Professor da Universidade Federal de Minas Gerais (UFMG), onde orienta pós-graduandos dos cursos de direito e de neurociências, Renato César Cardoso defende que, antes de qualquer coisa, o Congresso Nacional promova um debate amplo, com a participação de representantes de diferentes segmentos sociais.

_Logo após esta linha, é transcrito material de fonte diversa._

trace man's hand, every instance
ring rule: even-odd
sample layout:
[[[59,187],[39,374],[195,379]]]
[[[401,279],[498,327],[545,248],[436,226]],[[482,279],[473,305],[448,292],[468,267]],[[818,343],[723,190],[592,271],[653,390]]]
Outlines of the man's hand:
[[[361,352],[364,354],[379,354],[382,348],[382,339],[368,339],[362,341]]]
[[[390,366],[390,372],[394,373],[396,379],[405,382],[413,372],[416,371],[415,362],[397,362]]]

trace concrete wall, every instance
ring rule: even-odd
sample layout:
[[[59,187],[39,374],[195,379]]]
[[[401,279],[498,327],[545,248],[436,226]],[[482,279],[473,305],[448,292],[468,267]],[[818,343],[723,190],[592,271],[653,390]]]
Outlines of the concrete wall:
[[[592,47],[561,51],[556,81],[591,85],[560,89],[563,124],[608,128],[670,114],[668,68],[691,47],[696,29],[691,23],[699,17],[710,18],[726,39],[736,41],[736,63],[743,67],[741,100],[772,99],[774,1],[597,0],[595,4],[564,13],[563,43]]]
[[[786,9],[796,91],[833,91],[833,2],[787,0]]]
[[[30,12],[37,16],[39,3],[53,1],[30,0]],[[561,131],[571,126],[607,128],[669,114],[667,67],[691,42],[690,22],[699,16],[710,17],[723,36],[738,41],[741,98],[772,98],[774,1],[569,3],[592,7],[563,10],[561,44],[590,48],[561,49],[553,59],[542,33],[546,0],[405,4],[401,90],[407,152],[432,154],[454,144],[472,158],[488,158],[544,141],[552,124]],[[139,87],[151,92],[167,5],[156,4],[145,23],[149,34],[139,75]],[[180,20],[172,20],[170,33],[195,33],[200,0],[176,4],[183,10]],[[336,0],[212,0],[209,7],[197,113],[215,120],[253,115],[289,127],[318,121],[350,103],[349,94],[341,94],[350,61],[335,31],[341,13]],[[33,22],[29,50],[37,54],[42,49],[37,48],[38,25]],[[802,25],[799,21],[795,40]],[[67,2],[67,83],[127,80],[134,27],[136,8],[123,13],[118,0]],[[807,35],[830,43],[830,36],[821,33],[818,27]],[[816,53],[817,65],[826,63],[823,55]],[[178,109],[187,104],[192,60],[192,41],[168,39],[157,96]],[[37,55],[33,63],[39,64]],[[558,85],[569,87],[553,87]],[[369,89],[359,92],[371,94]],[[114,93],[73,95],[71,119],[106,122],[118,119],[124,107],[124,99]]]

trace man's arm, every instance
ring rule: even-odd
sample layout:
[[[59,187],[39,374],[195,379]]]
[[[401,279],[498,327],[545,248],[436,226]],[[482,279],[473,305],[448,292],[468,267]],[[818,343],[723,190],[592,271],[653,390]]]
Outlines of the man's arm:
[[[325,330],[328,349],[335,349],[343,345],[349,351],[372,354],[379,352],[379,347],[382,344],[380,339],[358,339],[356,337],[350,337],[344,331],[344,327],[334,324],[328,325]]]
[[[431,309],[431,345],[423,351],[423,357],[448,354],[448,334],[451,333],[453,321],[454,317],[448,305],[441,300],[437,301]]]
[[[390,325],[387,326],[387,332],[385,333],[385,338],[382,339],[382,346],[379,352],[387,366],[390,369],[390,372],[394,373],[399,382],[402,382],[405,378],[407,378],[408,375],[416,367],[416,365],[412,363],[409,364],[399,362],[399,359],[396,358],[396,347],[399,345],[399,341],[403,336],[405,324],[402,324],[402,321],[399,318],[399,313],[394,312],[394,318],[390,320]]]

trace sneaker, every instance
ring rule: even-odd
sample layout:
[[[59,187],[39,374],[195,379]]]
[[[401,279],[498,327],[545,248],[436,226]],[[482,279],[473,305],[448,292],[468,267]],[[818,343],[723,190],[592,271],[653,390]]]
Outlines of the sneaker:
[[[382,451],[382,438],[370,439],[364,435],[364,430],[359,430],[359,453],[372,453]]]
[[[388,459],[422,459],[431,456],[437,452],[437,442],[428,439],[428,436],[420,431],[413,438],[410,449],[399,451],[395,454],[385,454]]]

“O direito vem a reboque das mudanças sociais, que surgem e nos impõem a necessidade de nos anteciparmos, sob risco de sermos atropelados pela realidade. Está muito claro que, se nada for feito, muito em breve teremos problemas com questões como a privacidade mental. Então, é sim preciso regular alguns aspectos. Só que essa regulação deve ser fruto de um debate envolvendo toda a sociedade. Não cabe só aos neurocientistas, políticos ou advogados dizer o que deve ser feito”, comentou Cardoso

Professor Renato César Cardoso diz que é preciso diferenciar legalmente o uso comercial das neurotecnologias do emprego para pesquisas científicas – Renato César Cardoso/Arquivo pessoal

Ele apontou o que classifica de “problemas jurídicos e conceituais” nas propostas de regulação da Fundação Neurorights e em tramitação no Congresso brasileiro. “As duas propostas têm o mérito de fomentar o debate, mas contêm pontos confusos, imprecisos. Talvez porque tenham um forte viés neurocientífico e, em alguns aspectos, acabem derrapando na parte jurídica. Dizer, por exemplo, que vamos proteger a identidade e o livre-arbítrio… O que é identidade? O que exatamente deve ser protegido? São dois conceitos muito abertos, de difícil conceituação, seja no direito, na filosofia ou mesmo para as neurociências. Melhor seria falarmos em proteger as pessoas da eventual manipulação cognitiva; garantir a liberdade cognitiva dos usuários de neurotecnologias”, defendeu o acadêmico.

Para Cardoso, outra questão “problemática”, embora pertinente, é a que trata do acesso equitativo às neurotecnologias de ampliação sensorial e benefícios do uso delas. “Claro que é preciso evitar que uma casta de privilegiados tenha acesso exclusivo a avanços que podem não beneficiar a maior parte da população, que será excluída, mas isso exige outras medidas, como políticas públicas que busquem reduzir as desigualdades. E que, neste aspecto, não se limitam às legislações nacionais”, destacou o professor, defendendo a importância de se diferenciar legalmente o uso comercial das neurotecnologias do emprego para pesquisas científicas.

“Se não estiver muito claro o que se quer e se deve proteger, há sim o risco de a proposta inviabilizar um monte de pesquisas acadêmicas. A distinção entre dados neurais obtidos para pesquisa e para uso comercial tem que estar na lei”, concluiu.